Los anécdotas de manía colorearon mi niñez. Cleo, el hermano mayor de mi madre, era lo que hoy se conoce como bipolar y lo peor es que no había forma de no fascinarse frente a su locuacidad. Medía un metro 90, era blanco, de pelo castaño, nariz recta y pronunciada, los pómulos perfectamente cuadrados para dar masculinidad a su belleza de porcelana y una sonrisa mortífera que garantizaba un séquito de mujeres siempre derrotadas a sus pies.
Cleo era un huracán hipnótico. Se reía a carcajadas con elegante vulgaridad, gritaba, manoteaba y sobre todo, seducía. Uno despertaba en los veranos en Cuernavaca y lo encontraba dando vueltas en torno a la piscina con patines de cuero, short blanco corto y los hoy inexistentes walkman sobre su cabeza. Saludaba con vozarrón cubano y de la nada, tras mostrar los dientes perfectos debajo de la amplia sonrisa, se lanzaba a la piscina mientras los patines lo hundían hacia el fondo del agua. Mi madre cuenta que antes de morir pasó dos meses inmóvil en una hamaca en Cancún. Aquel relato es lo que su Adelita entiende por depresión: un hombre inmenso, bello, de vitalidad monumental postrado a una hamaca sin el impulso de vida necesario para comer o ir al baño. Ese último año previo a su muerte, el de la depresión que lo "mató de una pulmonía", según atestigua mi madre, fue la cuesta abajo. De Cleo ya no escuchábamos las anécdotas extraordinarias de mujeres desnudas con cruces pintarrajeadas en el cuerpo mientras él practicaba exorcismos, sino de un loco que pululaba por las playas de la Riviera Maya con un maletín de dinero, lo único que le quedó de herencia de sus padres.
Dice mi madre que ella -también depresiva y un poco maniática, de ahí su mote: "La fiera"- se salvó con la muerte de Teo. Entre sus haberes, los hermanos dolientes encontraron un clóset entero de botes blancos con letras verdes. Era Lithium y mi mamá se declaró heredera de la neurótica colección. Hoy, con más perspectiva, entiendo que se medio curó con ella.
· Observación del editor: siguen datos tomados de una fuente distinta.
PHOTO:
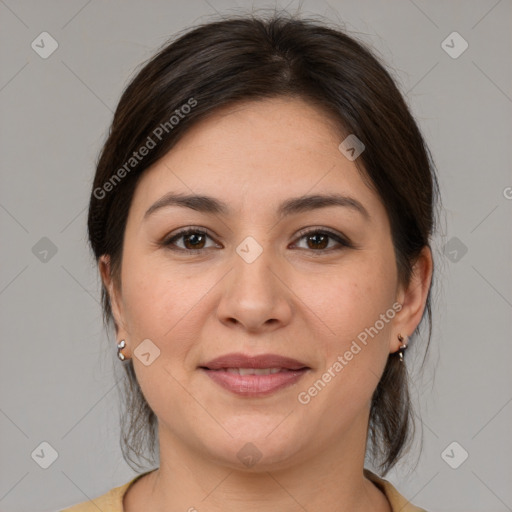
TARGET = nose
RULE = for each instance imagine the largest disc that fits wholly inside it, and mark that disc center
(255, 296)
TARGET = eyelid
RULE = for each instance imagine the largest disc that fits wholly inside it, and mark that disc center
(341, 240)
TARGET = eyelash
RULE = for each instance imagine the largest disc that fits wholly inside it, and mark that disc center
(343, 242)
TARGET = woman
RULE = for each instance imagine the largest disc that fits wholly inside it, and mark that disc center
(261, 216)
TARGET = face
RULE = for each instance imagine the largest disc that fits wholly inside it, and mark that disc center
(316, 283)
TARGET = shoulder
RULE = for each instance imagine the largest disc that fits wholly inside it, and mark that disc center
(396, 500)
(111, 501)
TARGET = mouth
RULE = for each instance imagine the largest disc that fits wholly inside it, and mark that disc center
(254, 376)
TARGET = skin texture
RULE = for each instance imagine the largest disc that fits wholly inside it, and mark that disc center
(306, 300)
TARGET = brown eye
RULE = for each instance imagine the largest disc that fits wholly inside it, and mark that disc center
(193, 240)
(318, 240)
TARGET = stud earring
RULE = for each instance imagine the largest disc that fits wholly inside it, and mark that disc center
(402, 347)
(120, 346)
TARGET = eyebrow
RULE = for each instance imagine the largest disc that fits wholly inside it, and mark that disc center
(208, 204)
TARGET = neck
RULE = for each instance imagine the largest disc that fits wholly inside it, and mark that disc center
(331, 479)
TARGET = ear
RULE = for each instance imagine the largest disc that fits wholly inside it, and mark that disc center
(413, 298)
(114, 296)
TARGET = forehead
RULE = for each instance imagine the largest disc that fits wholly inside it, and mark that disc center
(254, 154)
De niña yo tenía pánico de mi madre. Era una exitosa doer, pero las risas en una tarde cualquiera podían provocar su ira desmedida. Le desquiciaba que las hermanas Adelinas riéramos a boca suelta mientras ella escribía en su oficina. Salía engendrada en leona con una regla metálica desenfundada y distribuía nalgadas a la que alcanzara primero.
En esos años, mi padre, cada viernes, nos entregaba un sobre amarillo de manila, como los que usaba para rayar a sus trabajadores, en vez de darnos "domingo". Recuerdo que ahorré durante meses para escaparme con mis amigos de la escuela a "Divertido", en Ciudad Satélite. Mi madre detestaba dar permisos, por lo que dejé una nota sobre la mesa y financié la aventura con billetes de 5 y 2 mil pesos. Jugué hasta donde entendió mi aburrida y rígida infancia y regresé aún millonaria. Mi madre esperaba en la acera de la casa de la calle Himalaya. Acusó al chofer de la amiga que nos condujo de secuestrador y a mí me arrastró hasta la casa. Yo lloraba, pero expliqué que con dinero propio había financiado la aventura. En respuesta, arrancó de mis manos los ahorros de mi infantil existencia y destazó ante mí cada uno de los billetes.
Estaba enajenada, era una fiera y yo empecé a temerle hasta que llegó la capilla de botes blancos con letra verde a salvarnos de todo el mal.
El litio está hoy día en desuso, pero su Adelita se convirtió a favor del tacherío para curar hasta los más fieros males.
Por ello estoy dispuesta a lanzar a mi Maka a las garras del prozac, tafilito o paliativo canino que la saque del pasmo en el que cayó. Le palmeé el cráneo y le advertí: "Si es depresión, te curas". Aunque, eso sí: "La vida sin un poco de locura pierde color". Yo extrañé, por ejemplo, los días en que mi madre nos "paseaba" en coche: literalmente su caribe verde perico a toda velocidad sobre la lateral de Reforma riendo como felices locas endemoniadas.